X

MLB Exec Says Masataka Yoshida 'Worth Less Than Half' of $90M Red Sox Contract

Doric SamDecember 8, 2022

YOKOHAMA, JAPAN - AUGUST 07: Outfielder Masataka Yoshida #34 of Team Japan reacts while at bat in the sixth inning against Team United States during the gold medal game between Team United States and Team Japan on day fifteen of the Tokyo 2020 Olympic Games at Yokohama Baseball Stadium on August 07, 2021 in Yokohama, Kanagawa, Japan. (Photo by Steph Chambers/Getty Images)
Steph Chambers/Getty Images

The Boston Red Sox raised some eyebrows on Wednesday when they signed outfielder Masataka Yoshida to a five-year, $90 million contract, and many are still confused by the deal.

ESPN's Kiley McDaniel spoke to "10 sources" who all "thought the Red Sox overpaid by a hefty margin." One executive went as far as to say, "We thought he was worth less than half of what they paid."

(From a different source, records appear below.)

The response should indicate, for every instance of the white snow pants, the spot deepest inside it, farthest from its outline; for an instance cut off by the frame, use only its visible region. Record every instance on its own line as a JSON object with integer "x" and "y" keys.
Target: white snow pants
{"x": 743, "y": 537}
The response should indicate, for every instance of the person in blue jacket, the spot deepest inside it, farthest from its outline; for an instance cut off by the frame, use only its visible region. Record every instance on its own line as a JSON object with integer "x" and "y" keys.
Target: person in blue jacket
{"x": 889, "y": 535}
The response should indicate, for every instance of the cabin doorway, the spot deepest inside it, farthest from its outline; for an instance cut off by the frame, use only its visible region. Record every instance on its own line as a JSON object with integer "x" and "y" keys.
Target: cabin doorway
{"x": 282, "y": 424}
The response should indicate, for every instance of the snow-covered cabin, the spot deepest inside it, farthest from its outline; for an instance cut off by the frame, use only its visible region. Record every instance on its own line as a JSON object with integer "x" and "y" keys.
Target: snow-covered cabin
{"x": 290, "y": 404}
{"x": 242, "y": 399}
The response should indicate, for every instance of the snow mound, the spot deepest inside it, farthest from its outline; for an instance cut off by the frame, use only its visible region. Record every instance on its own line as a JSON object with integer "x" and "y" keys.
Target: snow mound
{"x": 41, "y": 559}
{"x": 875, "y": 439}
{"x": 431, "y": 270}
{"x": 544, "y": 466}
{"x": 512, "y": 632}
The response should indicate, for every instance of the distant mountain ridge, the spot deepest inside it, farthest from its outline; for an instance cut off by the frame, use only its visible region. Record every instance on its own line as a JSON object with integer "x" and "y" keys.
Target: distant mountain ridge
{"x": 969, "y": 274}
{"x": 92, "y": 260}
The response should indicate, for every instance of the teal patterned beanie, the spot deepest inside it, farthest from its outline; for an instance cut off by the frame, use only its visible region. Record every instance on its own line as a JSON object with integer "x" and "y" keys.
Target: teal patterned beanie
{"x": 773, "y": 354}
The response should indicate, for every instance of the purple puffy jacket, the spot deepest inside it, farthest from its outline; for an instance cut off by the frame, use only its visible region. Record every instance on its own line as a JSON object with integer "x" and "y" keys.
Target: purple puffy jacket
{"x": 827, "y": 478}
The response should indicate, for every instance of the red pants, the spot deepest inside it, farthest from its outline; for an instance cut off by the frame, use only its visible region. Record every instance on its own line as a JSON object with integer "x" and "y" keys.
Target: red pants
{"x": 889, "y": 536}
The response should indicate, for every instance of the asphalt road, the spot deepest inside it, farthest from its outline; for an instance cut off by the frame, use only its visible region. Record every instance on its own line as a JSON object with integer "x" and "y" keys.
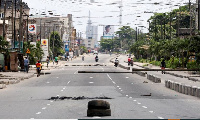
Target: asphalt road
{"x": 29, "y": 99}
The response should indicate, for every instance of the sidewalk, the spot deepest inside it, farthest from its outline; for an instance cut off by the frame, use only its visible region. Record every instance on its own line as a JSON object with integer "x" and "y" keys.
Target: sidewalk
{"x": 183, "y": 82}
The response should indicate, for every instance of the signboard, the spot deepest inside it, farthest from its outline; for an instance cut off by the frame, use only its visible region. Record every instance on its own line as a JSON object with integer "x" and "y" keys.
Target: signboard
{"x": 32, "y": 28}
{"x": 108, "y": 31}
{"x": 45, "y": 48}
{"x": 17, "y": 45}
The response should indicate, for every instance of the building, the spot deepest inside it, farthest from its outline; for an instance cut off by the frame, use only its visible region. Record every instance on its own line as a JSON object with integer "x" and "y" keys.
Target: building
{"x": 91, "y": 41}
{"x": 9, "y": 14}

Yoshida played seven seasons with the Orix Buffaloes, the reigning Japan Series champions. This past season, he hit .335/.447/.561 with 21 home runs, 80 walks and 41 strikeouts in 508 plate appearances. In his career, he's hit .326/.419/.538 with just 307 strikeouts in 3,251 plate appearances.

However, there are many around the league that believe Yoshida is simply not worth the price Boston paid, which included a $15.4 million posting fee to the Buffaloes. He will turn 30 in July and projects to be limited defensively. McDaniel stated that he played 79 games as a designated hitter against just 40 games in the outfield.

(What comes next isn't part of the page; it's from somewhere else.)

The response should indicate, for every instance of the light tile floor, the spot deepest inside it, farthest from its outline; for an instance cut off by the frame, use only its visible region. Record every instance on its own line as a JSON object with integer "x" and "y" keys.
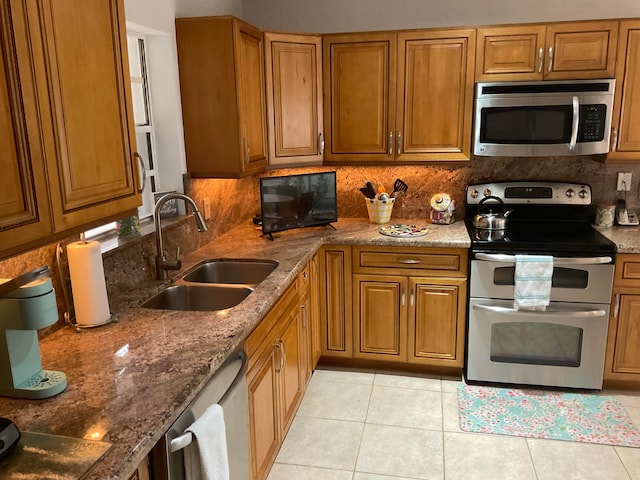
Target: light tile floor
{"x": 375, "y": 425}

While there are question marks about his ability to be an every day outfielder, Yoshida's impressive hitting ability could make up for any defensive woes.

McDaniel stated: "Everyone I spoke with likes his swing and thinks he has average raw power, which if tapped into would translate to the 18-20 homer area that he has already demonstrated. A rival exec with a rosier projection put it this way: 'Our evals think he can really hit ... a little rich but not totally out of bounds if you're REALLY buying into the bat.'"

The Red Sox are known for their tight spending habits, so the fact that they broke the bank for Yoshida is telling of their belief in him. Only time will tell if Boston's gamble pays off.